Face ao acima descrito e caso reúna as condições estipuladas para se optar pela renúncia à isenção, a empresa poderá deduzir o imposto suportado nas aquisições de bens e serviços relacionados com o imóvel, de acordo com as regras previstas no artigo 19.º e seguintes do CIVA (vide n.º 7 do artigo 12.º do CIVA). Porém, a renúncia (e consequente direito à dedução do IVA) só pode ser efetuada quando já seja conhecido o adquirente ou arrendatário do imóvel.
No que respeita à isenção na locação de imóveis, prevista no n.º 29 do artigo 9.º do CIVA e de acordo com as Informações Vinculativas emitidas pela Autoridade Tributária, têm sido entendimento que:
– Só se encontra isenta de IVA a locação de bens imóveis para fins habitacionais ou para fins não habitacionais – comerciais, industriais ou agrícolas – quando for efetuada “paredes nuas”, no caso de prédios urbanos ou de parte urbana em prédios mistos, ou “apenas o solo” no caso de prédios rústicos.
– Na locação para fins não habitacionais o conceito de “paredes nuas” assinala a limitação da isenção em sede deste imposto, às situações em que a cedência do gozo do imóvel não é acompanhada de bens de equipamento, mobiliário ou utensílios.

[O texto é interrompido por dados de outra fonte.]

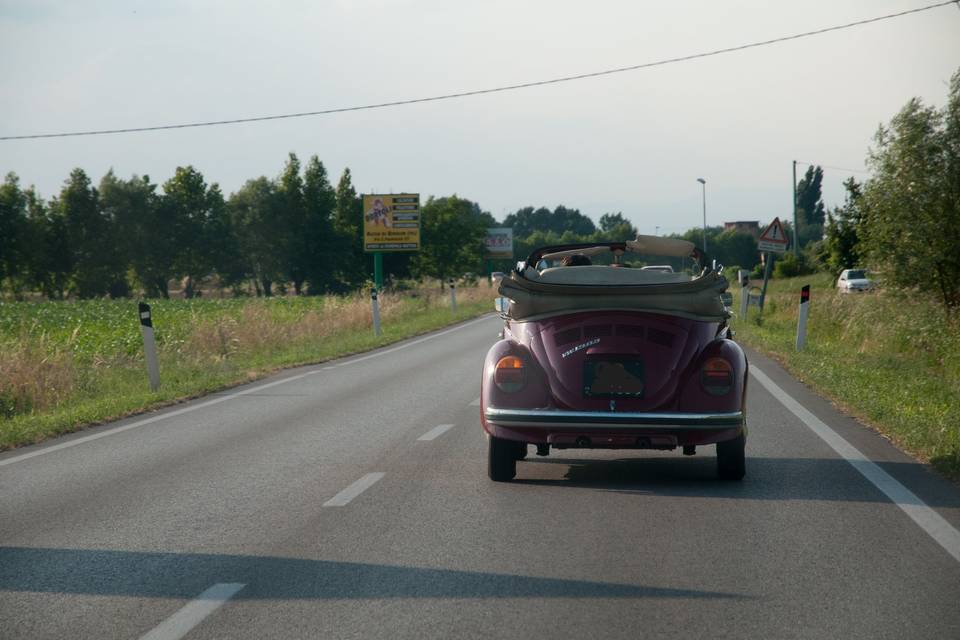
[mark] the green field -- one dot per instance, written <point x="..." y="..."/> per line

No entanto, o que distingue primordialmente a sujeição ao imposto será aptidão produtiva do imóvel, ou seja, o fim a que se destina a locação.

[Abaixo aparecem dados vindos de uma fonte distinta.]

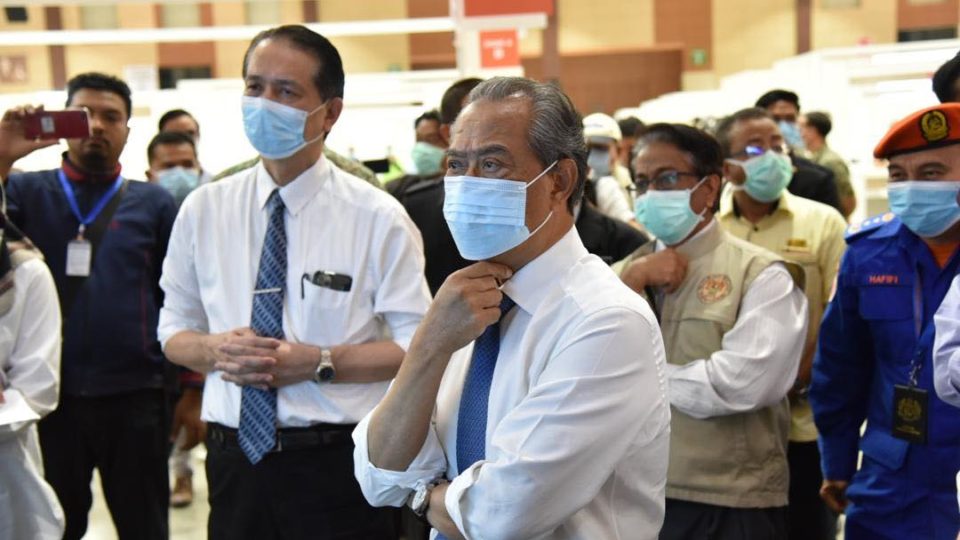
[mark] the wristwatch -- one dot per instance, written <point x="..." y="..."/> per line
<point x="420" y="500"/>
<point x="325" y="370"/>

Salienta-se então que, a imposição no conceito de arrendamento “paredes nuas” só tem razão de ser quando se trate da locação de espaços para o exercício da atividade empresarial.

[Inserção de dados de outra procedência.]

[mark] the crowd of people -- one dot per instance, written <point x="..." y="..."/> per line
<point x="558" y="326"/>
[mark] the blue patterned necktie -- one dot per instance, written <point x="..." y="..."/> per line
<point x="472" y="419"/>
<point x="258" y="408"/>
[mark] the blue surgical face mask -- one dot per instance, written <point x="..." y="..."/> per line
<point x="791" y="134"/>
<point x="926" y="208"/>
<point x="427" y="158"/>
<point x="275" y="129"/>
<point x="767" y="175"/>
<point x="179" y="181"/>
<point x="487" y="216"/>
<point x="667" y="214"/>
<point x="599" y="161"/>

Nesta situação, haveria dois possíveis cenários a considerar:
1.º – Caso o arrendamento se enquadre no conceito “paredes nuas”, a operação ficaria abrangida pela isenção prevista no n.º 29 do artigo 9.º do CIVA.
2.º – Se o arrendamento industrial for acompanhado de outros elementos, em conjunto com as instalações (figura esta expressamente excluída da regra que determina a isenção, em sede deste imposto), a locação do estabelecimento qualifica-se em termos de IVA como uma prestação de serviços (conforme resulta do conceito delimitado no n.º 1 do artigo 4.º do CIVA) não isenta, devendo proceder-se à liquidação de IVA à taxa geral de 23% [alínea c) do n.º 1 do artigo 18.º do CIVA].
Deste modo, deverá o colega analisar se os contratos de arrendamento são considerados do ponto de vista fiscal, como locação de bens imóveis para fins habitacionais ou para fins não habitacionais, sendo considerados como fins não habitacionais, de analisar se estes se enquadram no 1.º cenário, ou se pelo contrario se enquadram no 2.º cenário, caso em que a cedência de espaço não beneficia da isenção de IVA constante do n.º 29 do artigo 9.º do CIVA, sendo as rendas consideradas como prestações de serviços sujeitas a IVA e dele não isentas.
Tratando-se de arrendamento de imóvel para ser usado numa atividade comercial (fins não habitacionais) terá de se aferir se o imóvel está devidamente apetrechado para o exercício de tal atividade ou sendo uma locação “paredes nuas” inclua também prestações de serviços a efetuar pelo locador. Em ambos os casos a locação não pode beneficiar da isenção do n.º 29 do artigo 9.º do CIVA.
Em sede de IRC, poderá existir dispensa de retenção na fonte, quando a entidade que obtém o rendimento tenha por objeto a gestão de imóveis próprios, em conformidade com a alínea g) do n.º 1 do artigo 97.º do CIRC – “g) Rendimentos prediais referidos na alínea c) do n.º 1 do artigo 94.º, quando obtidos por sociedades que tenham por objeto a gestão de imóveis próprios e não se encontrem sujeitas ao regime de transparência fiscal, nos termos da alínea c) do n.º 1 do artigo 6.º, e, bem assim, quando obtidos por fundos de investimento imobiliários;”.
No pressuposto que a sociedade tem por objeto a gestão de imóveis próprios (CAE 68200 – Arrendamento de bens imobiliários) ainda que seja atividade secundária, os rendimentos prediais por si auferidos em consequência do arrendamento estão abrangidos pela dispensa de retenção na fonte de IRC prevista na aliena g) do n.º 1 do artigo 97.º do CIRC.